Notes on Surveys for Market Researchers
This article is about the Scientific process in general and pertains specifically to surveys.
Research begins with an initial observation or question
■ You see (read, think, etc.) something that intrigues you and prompts you to ask – “what is this about?”
■ You look at what has been written on your question so that you can understand the way different investigators have approached the question. This is called a Literature Review.
■ You formulate your question, now informed by what is already known. It is vital to situate your question within the existing research, as you want your investigation to contribute to that research.
Doing so also gives you a Theoretical Base for your study. A Theory is a set of formal statements that explains how and why certain events are related to one another. Your theory may change as a result of your research. There is a constant interplay between research and theory, each informing the other.
Forming a Hypothesis
■ A hypothesis is a guess at the answer to the question you have asked. This guess should be informed by your literature review. It doesn’t have to tow the line – or accept what other people have said, but it’s important to place your hypothesis in the context of what is known.
■ Your hypothesis is the Alternative Hypothesis. It will be tested against the Null Hypothesis, which basically says, there's nothing going on here at all. So, you will not be proving that your hypothesis is correct, you will be seeing if you can reject the null hypothesis (Hey! There is something going on here after all)! This may seem strange, but "proving" things in Science is very complicated and requires multiple investigations. All you hope to show is that the null hypothesis is wrong.
■ Why can't I show that my Alternative Hypothesis is right? Mostly because there are likely a number of alternative hypotheses besides the one you've settled on. So rather than prove one of them is right, we hope to prove that the null hypothesis is wrong.
Determining your Methods
■ This may be the most important part of doing a research study. If your Methods are well thought out, then you can trust the results you get. If your Methods contain errors or erroneous assumptions, then you cannot trust the results you get.

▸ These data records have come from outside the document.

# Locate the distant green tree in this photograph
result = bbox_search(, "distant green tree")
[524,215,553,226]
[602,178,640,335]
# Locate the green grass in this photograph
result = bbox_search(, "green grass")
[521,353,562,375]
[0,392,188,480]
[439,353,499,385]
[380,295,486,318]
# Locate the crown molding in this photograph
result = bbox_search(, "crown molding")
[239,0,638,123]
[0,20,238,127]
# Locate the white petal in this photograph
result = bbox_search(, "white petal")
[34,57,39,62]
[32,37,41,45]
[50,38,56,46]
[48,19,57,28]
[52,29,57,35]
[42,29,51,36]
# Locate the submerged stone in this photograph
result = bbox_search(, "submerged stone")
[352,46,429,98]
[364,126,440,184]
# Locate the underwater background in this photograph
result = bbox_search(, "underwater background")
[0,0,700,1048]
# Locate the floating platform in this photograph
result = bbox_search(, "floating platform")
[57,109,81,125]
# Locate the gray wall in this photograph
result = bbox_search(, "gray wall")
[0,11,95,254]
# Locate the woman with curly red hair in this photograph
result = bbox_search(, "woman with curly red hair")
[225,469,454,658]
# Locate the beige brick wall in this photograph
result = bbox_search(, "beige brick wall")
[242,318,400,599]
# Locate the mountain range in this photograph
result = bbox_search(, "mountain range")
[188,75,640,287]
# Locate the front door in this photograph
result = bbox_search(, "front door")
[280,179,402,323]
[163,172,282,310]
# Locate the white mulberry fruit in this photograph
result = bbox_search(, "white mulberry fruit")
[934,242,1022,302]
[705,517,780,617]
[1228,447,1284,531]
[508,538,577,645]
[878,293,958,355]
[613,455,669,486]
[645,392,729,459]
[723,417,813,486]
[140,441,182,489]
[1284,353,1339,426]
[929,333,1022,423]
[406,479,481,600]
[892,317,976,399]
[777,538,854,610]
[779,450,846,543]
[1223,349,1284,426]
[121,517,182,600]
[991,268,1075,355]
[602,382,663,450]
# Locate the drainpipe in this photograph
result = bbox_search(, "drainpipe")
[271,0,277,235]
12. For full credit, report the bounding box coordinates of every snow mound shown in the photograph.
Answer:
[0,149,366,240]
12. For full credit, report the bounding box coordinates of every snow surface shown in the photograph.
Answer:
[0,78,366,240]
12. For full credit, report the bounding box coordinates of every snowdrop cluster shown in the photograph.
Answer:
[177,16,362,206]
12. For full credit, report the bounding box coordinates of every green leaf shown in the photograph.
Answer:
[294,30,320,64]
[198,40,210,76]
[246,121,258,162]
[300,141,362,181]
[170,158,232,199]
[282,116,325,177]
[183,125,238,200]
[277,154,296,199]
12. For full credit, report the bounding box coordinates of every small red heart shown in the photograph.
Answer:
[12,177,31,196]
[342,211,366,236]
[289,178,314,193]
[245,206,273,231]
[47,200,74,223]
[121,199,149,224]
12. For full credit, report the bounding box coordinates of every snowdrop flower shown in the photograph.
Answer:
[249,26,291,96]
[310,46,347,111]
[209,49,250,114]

■ There is a saying: "Garbage in = Garbage out." Meaning that if your Methods are poor, they will produce garbage results. And you cannot correct in analysis, what you have bungled in design. Which is why carefully designing your Methods is so important. I read a lot of studies with poor methodology, and if I see that, I don't bother reading the results, because I know they're worthless. You would be surprised by how many pieces of published research have poor methodology.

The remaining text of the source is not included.